Tags: #Historico, relato

—Pero no sus dioses. —Jerjes estaba confuso.

—Especialmente sus dioses. Eres ahora el primer hombre. Ella es la primera mujer. Aún no habéis inventado las ropas.

Como ya he dicho, los persas nunca se desnudan ante otros hombres, y tampoco se dejan ver totalmente desnudos por sus esposas o concubinas. Se distinguen en esto de los griegos, que visten modestamente ante sus mujeres, excepto en los juegos, y se muestran indecorosamente desnudos entre ellos. Pero era ése un momento singular. Después de todo, nunca más jugaríamos a ser dioses en Babilonia, donde la carne desnuda es omnipresente, incluso en la cumbre de la Casa de los Cimientos del Cielo y la Tierra. Y además, éramos jóvenes. Jerjes se despojó de sus vestiduras. Me asombró la extraordinaria belleza de su cuerpo. Era evidente que había heredado las perfectas proporciones de Ciro y no el torso largo y las piernas más bien cortas de Darío.

Sin preocuparse por su desnudez, Jerjes se extendió sobre la muchacha, ahora totalmente despierta. Mardonio y yo mirábamos las dos figuras a la luz de la lámpara: verdaderamente, parecían el primer hombre y la primera mujer de la tierra. Debo confesar que hay algo extrañísimo en Babilonia y sus antiguas costumbres.

Cuando Jerjes terminó, se secó con la sábana de lino y le ayudamos a vestirse. Con gesto imponente, alzó el hacha de Bel-Marduk. Y antes de que pudiera hablar, la muchacha sonrió y dijo en perfecto persa:

—Adiós, Jerjes, hijo de Darío el Aqueménida.

Jerjes estuvo a punto de dejar caer el hacha. Mardonio, de rápido ingenio, dijo en lengua babilonia:

—Este es Bel-Marduk, muchacha.
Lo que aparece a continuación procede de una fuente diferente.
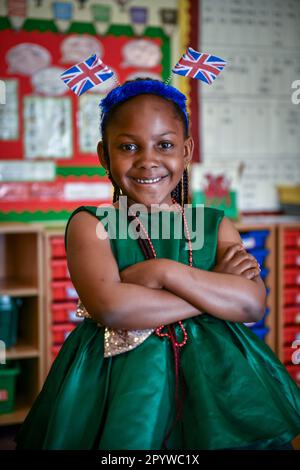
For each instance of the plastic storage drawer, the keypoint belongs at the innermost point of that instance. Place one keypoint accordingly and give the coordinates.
(294, 371)
(63, 290)
(59, 269)
(64, 312)
(260, 332)
(254, 239)
(291, 333)
(58, 247)
(292, 238)
(292, 355)
(55, 350)
(8, 377)
(261, 323)
(291, 277)
(291, 295)
(292, 257)
(291, 315)
(61, 332)
(260, 254)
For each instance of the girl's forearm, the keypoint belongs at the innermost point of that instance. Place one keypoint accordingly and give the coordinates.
(130, 306)
(225, 296)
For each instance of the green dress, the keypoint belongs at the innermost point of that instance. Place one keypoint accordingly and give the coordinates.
(237, 393)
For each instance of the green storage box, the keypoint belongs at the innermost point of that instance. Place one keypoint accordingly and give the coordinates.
(8, 378)
(9, 310)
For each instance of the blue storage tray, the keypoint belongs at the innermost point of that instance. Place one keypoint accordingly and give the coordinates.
(263, 274)
(261, 323)
(260, 254)
(260, 332)
(254, 238)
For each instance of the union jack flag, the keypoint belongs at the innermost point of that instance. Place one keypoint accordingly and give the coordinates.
(199, 65)
(85, 75)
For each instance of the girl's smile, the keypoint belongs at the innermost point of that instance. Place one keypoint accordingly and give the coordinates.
(147, 149)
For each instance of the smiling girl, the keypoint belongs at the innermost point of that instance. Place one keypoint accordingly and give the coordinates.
(163, 359)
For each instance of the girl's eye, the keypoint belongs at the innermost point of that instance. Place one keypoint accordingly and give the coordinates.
(128, 147)
(166, 145)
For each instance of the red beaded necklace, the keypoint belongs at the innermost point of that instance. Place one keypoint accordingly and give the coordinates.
(187, 234)
(171, 335)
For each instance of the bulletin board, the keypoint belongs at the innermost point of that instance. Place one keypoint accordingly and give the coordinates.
(48, 135)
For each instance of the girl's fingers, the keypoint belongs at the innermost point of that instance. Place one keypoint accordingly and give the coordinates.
(242, 257)
(232, 250)
(247, 264)
(251, 273)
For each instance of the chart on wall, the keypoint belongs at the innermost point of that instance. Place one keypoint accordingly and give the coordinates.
(248, 115)
(52, 121)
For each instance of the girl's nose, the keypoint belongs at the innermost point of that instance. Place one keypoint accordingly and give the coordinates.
(147, 159)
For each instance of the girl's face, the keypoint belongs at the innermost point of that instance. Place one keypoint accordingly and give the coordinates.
(147, 149)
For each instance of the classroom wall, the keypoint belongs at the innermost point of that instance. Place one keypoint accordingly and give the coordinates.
(251, 114)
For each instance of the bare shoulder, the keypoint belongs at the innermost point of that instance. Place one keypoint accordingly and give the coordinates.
(83, 227)
(227, 235)
(90, 258)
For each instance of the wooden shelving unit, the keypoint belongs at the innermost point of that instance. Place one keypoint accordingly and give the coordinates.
(21, 269)
(245, 226)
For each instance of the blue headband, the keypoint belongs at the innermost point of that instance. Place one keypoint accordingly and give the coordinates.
(153, 87)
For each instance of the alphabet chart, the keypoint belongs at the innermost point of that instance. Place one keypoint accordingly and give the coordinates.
(248, 114)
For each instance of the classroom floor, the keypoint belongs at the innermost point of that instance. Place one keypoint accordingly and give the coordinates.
(7, 435)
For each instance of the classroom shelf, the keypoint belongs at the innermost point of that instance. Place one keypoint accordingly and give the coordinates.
(260, 240)
(289, 297)
(21, 276)
(60, 295)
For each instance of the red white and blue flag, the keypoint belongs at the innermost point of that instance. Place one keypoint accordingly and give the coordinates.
(205, 67)
(87, 74)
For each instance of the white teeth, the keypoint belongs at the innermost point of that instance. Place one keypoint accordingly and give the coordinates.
(144, 180)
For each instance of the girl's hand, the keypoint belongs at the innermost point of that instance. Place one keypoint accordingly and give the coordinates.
(237, 261)
(147, 273)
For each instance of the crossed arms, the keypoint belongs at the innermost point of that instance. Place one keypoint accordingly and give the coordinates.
(162, 291)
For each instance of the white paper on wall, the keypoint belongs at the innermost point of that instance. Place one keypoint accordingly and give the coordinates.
(248, 114)
(9, 120)
(48, 127)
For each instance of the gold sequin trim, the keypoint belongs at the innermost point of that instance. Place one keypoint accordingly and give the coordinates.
(117, 341)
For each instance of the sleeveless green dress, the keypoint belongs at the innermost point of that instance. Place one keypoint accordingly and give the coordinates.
(237, 393)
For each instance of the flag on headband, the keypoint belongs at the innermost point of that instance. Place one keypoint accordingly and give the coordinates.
(87, 74)
(199, 65)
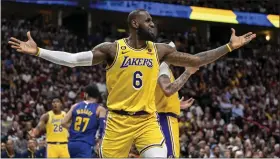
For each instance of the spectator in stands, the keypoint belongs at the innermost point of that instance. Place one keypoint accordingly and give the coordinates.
(10, 151)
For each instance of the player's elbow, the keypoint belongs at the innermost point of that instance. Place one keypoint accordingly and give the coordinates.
(196, 61)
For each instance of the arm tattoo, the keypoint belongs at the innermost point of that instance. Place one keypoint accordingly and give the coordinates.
(212, 55)
(102, 51)
(184, 59)
(179, 82)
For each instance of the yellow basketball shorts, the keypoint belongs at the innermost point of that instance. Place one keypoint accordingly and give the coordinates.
(122, 131)
(57, 151)
(170, 127)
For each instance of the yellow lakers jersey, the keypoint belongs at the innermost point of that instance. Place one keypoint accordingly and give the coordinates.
(54, 131)
(167, 104)
(132, 77)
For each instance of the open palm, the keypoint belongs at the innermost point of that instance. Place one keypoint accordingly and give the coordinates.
(186, 104)
(28, 47)
(238, 41)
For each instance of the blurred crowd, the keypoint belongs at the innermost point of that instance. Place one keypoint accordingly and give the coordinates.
(236, 113)
(264, 6)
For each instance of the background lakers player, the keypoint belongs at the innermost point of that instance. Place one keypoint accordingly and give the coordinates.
(131, 78)
(168, 104)
(56, 135)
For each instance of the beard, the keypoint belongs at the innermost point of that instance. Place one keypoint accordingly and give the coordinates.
(146, 34)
Y yo soy el dios del sol, Shamash. Y aquí está el dios de la luna…

—Os conozco a todos. —Era sorprendentemente dueña de sí para sus trece años de edad—. También yo soy persa. O medio persa. Te he visto en Susa, príncipe. Y a ti, Mardonio. Y a Ciro Espitama.
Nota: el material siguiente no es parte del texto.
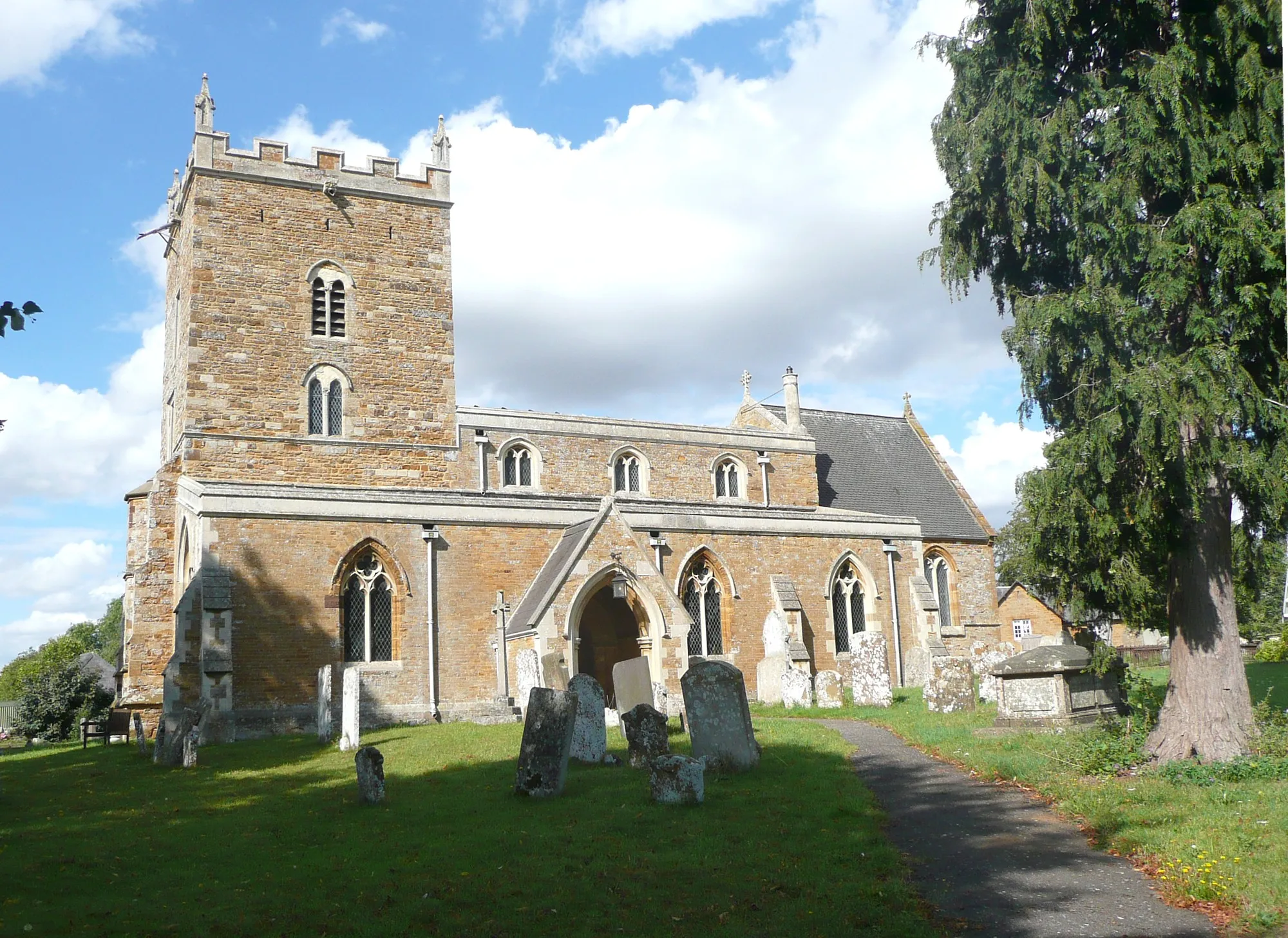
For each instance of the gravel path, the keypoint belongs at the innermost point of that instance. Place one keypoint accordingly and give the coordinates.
(998, 862)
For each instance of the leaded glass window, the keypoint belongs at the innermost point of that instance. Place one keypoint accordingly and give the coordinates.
(703, 601)
(369, 628)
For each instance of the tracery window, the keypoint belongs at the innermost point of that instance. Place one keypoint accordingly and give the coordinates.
(728, 480)
(627, 473)
(369, 623)
(940, 580)
(848, 612)
(327, 409)
(703, 601)
(329, 305)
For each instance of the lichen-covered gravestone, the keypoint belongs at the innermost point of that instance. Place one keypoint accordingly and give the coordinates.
(547, 742)
(370, 765)
(797, 688)
(870, 670)
(715, 700)
(828, 689)
(677, 780)
(951, 686)
(646, 733)
(325, 704)
(351, 736)
(527, 675)
(589, 733)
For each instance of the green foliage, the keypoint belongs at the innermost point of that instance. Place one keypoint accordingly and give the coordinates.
(53, 701)
(15, 317)
(1117, 172)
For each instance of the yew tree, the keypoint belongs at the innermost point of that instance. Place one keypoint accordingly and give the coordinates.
(1117, 172)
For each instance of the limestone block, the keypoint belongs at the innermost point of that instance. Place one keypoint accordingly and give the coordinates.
(828, 689)
(646, 735)
(589, 735)
(715, 701)
(797, 688)
(325, 704)
(527, 675)
(351, 735)
(547, 742)
(633, 683)
(677, 780)
(370, 765)
(770, 678)
(870, 670)
(951, 686)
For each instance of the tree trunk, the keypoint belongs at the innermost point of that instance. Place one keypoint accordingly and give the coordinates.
(1208, 710)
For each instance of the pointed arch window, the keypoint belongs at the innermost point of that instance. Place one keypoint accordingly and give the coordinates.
(329, 306)
(848, 612)
(703, 601)
(368, 603)
(941, 584)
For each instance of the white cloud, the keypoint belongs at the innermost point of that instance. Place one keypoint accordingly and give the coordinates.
(298, 132)
(991, 459)
(630, 28)
(37, 33)
(347, 21)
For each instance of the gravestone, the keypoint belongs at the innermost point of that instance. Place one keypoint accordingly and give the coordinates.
(325, 704)
(828, 689)
(797, 688)
(715, 701)
(589, 733)
(554, 671)
(351, 735)
(951, 686)
(646, 735)
(870, 670)
(633, 683)
(677, 780)
(527, 675)
(547, 742)
(370, 765)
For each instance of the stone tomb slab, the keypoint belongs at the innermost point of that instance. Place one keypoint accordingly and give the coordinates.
(547, 742)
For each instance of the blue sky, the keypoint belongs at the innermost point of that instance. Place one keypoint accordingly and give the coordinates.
(651, 196)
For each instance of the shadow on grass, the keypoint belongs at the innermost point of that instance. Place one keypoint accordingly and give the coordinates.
(269, 838)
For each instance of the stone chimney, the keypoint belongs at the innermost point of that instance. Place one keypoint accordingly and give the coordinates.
(793, 402)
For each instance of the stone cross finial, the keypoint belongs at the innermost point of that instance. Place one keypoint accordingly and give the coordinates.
(205, 106)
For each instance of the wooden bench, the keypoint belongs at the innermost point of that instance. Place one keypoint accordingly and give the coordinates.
(118, 723)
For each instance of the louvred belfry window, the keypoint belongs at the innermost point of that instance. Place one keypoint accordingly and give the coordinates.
(369, 611)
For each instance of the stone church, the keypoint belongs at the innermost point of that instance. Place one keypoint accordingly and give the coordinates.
(324, 500)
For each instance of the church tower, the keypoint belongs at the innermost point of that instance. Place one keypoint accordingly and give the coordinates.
(308, 316)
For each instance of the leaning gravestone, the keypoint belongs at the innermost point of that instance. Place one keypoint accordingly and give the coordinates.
(372, 774)
(554, 670)
(527, 675)
(715, 700)
(677, 780)
(646, 735)
(951, 686)
(633, 683)
(547, 742)
(828, 689)
(351, 735)
(870, 670)
(589, 733)
(325, 704)
(797, 688)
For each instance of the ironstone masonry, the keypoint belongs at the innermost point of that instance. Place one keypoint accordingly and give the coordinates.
(321, 499)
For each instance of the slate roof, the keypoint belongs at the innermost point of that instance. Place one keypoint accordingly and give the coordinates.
(869, 463)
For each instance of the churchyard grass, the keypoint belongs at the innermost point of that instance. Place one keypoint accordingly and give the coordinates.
(269, 838)
(1174, 830)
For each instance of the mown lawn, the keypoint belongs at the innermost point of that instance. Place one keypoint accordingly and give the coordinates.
(267, 838)
(1242, 827)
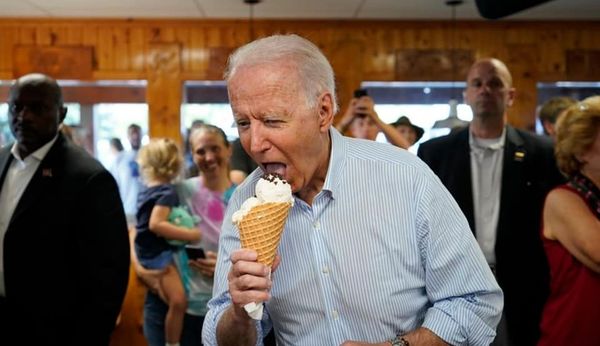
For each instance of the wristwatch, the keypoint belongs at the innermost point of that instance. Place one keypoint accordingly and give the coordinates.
(399, 341)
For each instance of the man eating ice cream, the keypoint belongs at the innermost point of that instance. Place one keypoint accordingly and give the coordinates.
(374, 250)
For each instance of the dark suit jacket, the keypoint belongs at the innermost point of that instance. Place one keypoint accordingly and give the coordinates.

—¿Te dijeron los sacerdotes quiénes éramos? —preguntó sombríamente Jerjes.

La chica se sentó en la cama.

—No —respondió, sin el más mínimo temor—. Mi madre es sacerdotisa de Ishtar. Este año le corresponde elegir a las muchachas para el altar. Hoy me dijo que era mi turno de recibir a Bel-Marduk. Ha sido sencillamente una coincidencia.

Supimos más tarde que la madre de la chica era babilonia y su padre persa. Vivían parte del año en Susa, parte en Babilonia, donde el padre estaba vinculado con la casa de banca de Egibi y sus hijos: una gran recomendación para el codicioso Mardonio. La madre era sobrina del último rey de Babilonia, Nabonid, lo cual interesó a Jerjes. Era inteligente y nada supersticiosa, lo cual me encantó.

Diecinueve años más tarde, Jerjes se casó con ella. Es, por supuesto, la temible Roxana.

—A quien tomamos como esposa —declaró Jerjes en Persépolis— para demostrar nuestro amor al leal reino de Babel y a la casa de Nabucodonosor.

En realidad, Jerjes la desposó porque esa relación tan curiosamente iniciada en lo alto del zigurat continuó, de modo clandestino y satisfactorio, hasta la muerte de Darío. Después de la boda, Jerjes no volvió a hacer el amor con ella. Pero ambos estuvieron siempre en buenos términos. De las muchas esposas de Jerjes, Roxana era sin esfuerzo la más encantadora. Y, sin duda, la mejor actriz.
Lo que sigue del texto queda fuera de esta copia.